SDL
SDL copied to clipboard
Unaligned stacks on i686-w64-mingw32, may lead to crashes
Affects both SDL2 and SDL3. GCC 4.5.2 and later assume a 16-byte aligned stack, but the x86 Windows stack is not necessarily so aligned. This problem was observed in #477 (2011), and the workaround was to use -mpreferred-stack-boundary
to, in essence, disable this assumption when building SDL itself — at some small performance and size cost.
However, that disabled assumption does not carry into applications running on top of SDL, particularly SDL_main
and thread entry points. The use of -mpreferred-stack-boundary
prevents most such crashes on the main thread purely by accident, which, in addition to the x64 ABI being unaffected, is probably why it's gone mostly unnoticed for the past 12 years. That is, SDL 16-byte aligns the main thread stack for applications by chance — a result of the particular choice of compiler options, GCC code generation, and that Windows enters SDL with a consistently-congruent stack pointer on the main thread.
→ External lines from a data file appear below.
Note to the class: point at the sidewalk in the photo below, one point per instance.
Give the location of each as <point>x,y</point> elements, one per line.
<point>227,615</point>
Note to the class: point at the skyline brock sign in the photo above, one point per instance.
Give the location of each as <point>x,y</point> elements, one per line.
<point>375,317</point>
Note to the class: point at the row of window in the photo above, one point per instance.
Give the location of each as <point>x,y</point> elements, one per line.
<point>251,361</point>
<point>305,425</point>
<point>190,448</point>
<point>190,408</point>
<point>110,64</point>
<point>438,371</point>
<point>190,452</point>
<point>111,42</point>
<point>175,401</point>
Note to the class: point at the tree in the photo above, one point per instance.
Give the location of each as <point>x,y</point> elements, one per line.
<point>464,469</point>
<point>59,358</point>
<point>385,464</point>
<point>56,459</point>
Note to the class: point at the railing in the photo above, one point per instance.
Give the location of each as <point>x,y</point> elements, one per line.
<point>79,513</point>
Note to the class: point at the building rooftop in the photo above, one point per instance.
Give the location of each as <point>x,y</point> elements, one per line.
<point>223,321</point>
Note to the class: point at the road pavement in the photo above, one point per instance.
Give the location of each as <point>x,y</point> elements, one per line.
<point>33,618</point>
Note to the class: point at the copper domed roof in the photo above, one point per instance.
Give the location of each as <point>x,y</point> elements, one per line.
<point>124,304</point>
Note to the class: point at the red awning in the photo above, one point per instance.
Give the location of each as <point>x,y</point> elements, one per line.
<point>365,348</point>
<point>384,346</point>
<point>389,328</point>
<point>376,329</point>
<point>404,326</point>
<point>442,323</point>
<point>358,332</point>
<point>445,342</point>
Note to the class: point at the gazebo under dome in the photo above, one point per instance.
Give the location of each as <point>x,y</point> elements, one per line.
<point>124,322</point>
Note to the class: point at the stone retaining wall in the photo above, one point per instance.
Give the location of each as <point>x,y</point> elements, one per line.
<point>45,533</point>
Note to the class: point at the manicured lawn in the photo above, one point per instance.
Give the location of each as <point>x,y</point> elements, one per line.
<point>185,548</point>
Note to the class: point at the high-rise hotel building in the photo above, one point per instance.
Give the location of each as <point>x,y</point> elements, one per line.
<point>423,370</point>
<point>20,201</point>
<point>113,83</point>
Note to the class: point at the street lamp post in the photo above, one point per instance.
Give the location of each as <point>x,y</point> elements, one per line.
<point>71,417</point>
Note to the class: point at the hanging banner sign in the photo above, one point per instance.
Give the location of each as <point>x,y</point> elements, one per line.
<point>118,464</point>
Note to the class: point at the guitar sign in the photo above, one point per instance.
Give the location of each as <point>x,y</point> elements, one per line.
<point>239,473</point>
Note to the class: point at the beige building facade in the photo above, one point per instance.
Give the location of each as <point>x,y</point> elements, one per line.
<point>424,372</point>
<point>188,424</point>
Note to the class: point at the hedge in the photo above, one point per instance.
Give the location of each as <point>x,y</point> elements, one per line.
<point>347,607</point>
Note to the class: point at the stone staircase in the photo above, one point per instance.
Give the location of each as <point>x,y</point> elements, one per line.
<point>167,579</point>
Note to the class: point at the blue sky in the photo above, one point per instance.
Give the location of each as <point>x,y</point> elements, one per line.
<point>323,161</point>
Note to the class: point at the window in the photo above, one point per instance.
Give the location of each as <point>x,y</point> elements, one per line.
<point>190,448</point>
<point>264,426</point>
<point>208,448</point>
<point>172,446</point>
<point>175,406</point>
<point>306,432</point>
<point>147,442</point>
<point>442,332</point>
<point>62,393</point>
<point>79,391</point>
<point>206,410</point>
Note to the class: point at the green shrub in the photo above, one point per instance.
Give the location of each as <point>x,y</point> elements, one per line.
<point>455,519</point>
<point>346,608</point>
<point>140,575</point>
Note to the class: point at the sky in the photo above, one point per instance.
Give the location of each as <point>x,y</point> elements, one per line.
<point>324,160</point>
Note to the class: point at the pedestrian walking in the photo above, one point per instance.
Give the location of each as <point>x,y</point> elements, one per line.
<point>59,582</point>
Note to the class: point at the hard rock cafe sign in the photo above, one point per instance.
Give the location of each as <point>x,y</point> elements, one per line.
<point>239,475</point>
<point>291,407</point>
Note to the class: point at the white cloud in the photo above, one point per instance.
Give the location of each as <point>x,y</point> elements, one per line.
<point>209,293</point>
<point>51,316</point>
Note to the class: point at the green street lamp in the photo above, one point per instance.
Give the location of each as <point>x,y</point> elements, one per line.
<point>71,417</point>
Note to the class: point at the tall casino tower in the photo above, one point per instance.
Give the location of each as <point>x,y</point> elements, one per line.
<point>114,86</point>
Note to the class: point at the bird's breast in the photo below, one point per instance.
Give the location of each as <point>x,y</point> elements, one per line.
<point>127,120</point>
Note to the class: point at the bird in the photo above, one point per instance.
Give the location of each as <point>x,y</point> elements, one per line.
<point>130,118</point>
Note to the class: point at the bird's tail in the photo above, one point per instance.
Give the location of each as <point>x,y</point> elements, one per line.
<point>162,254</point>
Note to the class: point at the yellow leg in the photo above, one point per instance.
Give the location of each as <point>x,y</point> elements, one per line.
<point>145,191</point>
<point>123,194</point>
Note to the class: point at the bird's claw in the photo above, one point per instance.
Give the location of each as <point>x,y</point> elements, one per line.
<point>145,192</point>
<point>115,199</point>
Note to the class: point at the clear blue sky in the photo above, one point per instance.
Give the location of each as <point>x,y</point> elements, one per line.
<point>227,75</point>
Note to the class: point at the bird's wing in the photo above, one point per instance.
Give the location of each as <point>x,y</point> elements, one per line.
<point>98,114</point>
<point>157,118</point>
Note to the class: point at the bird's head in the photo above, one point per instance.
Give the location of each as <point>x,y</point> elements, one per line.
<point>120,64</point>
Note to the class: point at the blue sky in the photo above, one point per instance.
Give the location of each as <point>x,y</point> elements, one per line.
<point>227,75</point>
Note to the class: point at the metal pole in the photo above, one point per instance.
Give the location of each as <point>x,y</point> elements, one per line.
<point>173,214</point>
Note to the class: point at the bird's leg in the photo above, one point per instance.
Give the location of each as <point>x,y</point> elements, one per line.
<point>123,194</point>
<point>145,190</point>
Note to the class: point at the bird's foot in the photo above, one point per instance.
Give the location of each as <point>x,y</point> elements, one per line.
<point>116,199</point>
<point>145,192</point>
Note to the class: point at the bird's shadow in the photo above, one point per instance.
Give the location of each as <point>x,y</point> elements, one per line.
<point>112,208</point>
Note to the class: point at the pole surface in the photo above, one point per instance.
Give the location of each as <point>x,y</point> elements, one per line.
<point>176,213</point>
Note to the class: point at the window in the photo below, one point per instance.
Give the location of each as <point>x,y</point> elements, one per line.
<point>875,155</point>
Here's a simple SDL program that may observe unaligned locals, and does so consistently for me using the official SDL2 build:
#include "SDL.h"
void set64(volatile Uint64 *x)
{
*x = 1;
}
int threadfunc(void *arg)
{
Uint64 x;
set64(&x);
return 0;
}
int main(int argc, char **argv)
{
SDL_Thread *thr = SDL_CreateThread(threadfunc, 0, 0);
SDL_WaitThread(thr, 0);
return 0;
}
For simplicity, compile with UBSan to add an alignment check (otherwise set a breakpoint and inspect it yourself):
$ i686-w64-mingw32-gcc -g3 -fsanitize=undefined -fsanitize-undefined-trap-on-error example.c $(sdl2-config --cflags --libs)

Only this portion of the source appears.